Orange County’s program also has requirements for the use of local labor, and is performance-based — meaning, filmmakers will only get a rebate from the county after they’ve completed production and demonstrated they’ve met program requirements. “That’s great,” said Wong Karenin. “We love to see that.”

Finally, another key aspect of any kind of subsidy program, she said, is transparency and a reporting mechanism for how this funding is being allocated. That’s something the county did address Tuesday. According to Harrington, Orange County commissioners will have to approve every project eligible for incentive funding through the new program — meaning those projects will be added to the board’s meeting agendas and should therefore be public record.

“One of the challenges that we have with Georgia is that they don’t publicly disclose which studios are receiving tax credits,” said Wong Karenin. “So we’re kind of like working on an aggregate basis. Like, we only really know the total dollar amount that they’re subsidizing, but we don’t know which studios are actually getting that money.”

Performers represented by the SAG-AFTRA labor union rally in Orlando amid ongoing strike. (Aug. 10, 2023) Credit: McKenna Schueler

Although a critic, she added she was “glad” to see that representatives of industry labor unions, like SAG-AFTRA, were solicited by the county and involved in the local program’s development. “Sometimes they’re not,” she said.

Film Florida, a nonprofit trade association that collaborated with the county on this initiative, for its part, estimated that if Orange County started with an initial investment of $5 million, the incentive program could generate $33 million or more in direct spending in Central Florida and add 2,500 film cast and crew jobs.

‘Laying the kindling’

During discussion of the program Tuesday, there wasn’t really anyone expressing any opposition to the program, despite reporting on the mixed findings of incentives’ return on investment. 

Maybe it was a welcome change from the county handing roughly one-third of its tourist tax revenue (over $100 million) to Visit Orlando, a not-for-profit tourism agency that paid its CEO nearly $700,000 last year, according to the Orlando Sentinel.

As we previously reported, more than 90 percent of Visit Orlando’s budget is made up of public money. The amount of money invested by county leaders in the film incentive program, meanwhile, will make up just a fraction — 5 percent — of the funding that Visit Orlando gets.

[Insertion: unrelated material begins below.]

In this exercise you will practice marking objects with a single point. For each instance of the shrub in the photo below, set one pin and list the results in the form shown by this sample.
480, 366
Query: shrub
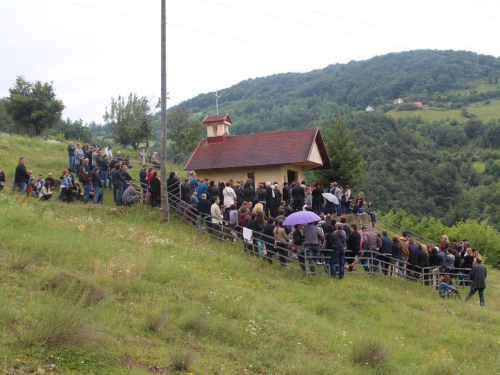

And it’ll allow local film professionals to (fingers crossed) actually find work in their hometown.

“I think 10, 20 years from now — hell, probably five years from now — we’ll feel like this was money well spent and time well invested,” said county commissioner Mike Scott.

Commissioner Mayra Uribe, who’s running for Orange County mayor, similarly praised the film incentive concept, saying, “This is huge for us.”

According to Harrington, the idea is to help spotlight all parts of Orange County, not just the tourist attractions — like Walt Disney World — that people generally think of when they think of Orlando. “We want to hit the ground running and have something out there that says, ‘This is the other half of Orange County that you don’t usually see,’ and promote all of these unique destinations,” she explained to commissioners.

Another requirement of the program (based in part on where its funding is coming from) is to clearly identify Orange County landmarks in filming — to make it appear as a destination worth visiting. A recent survey from travel agency JustFly found that 60 percent of Gen Z and millennial travelers now plan their trips around what they see on film and TV.

“What we’re doing today, I think … it’s kindling,” said Scott. “We’re laying the kindling for what will be a larger flame.”

With the commissioners’ approval, the film incentive program will aim to open applications for rebate eligibility in the first quarter of 2026, likely in January. The first round of grants are expected to be approved for production projects in the second half of 2026.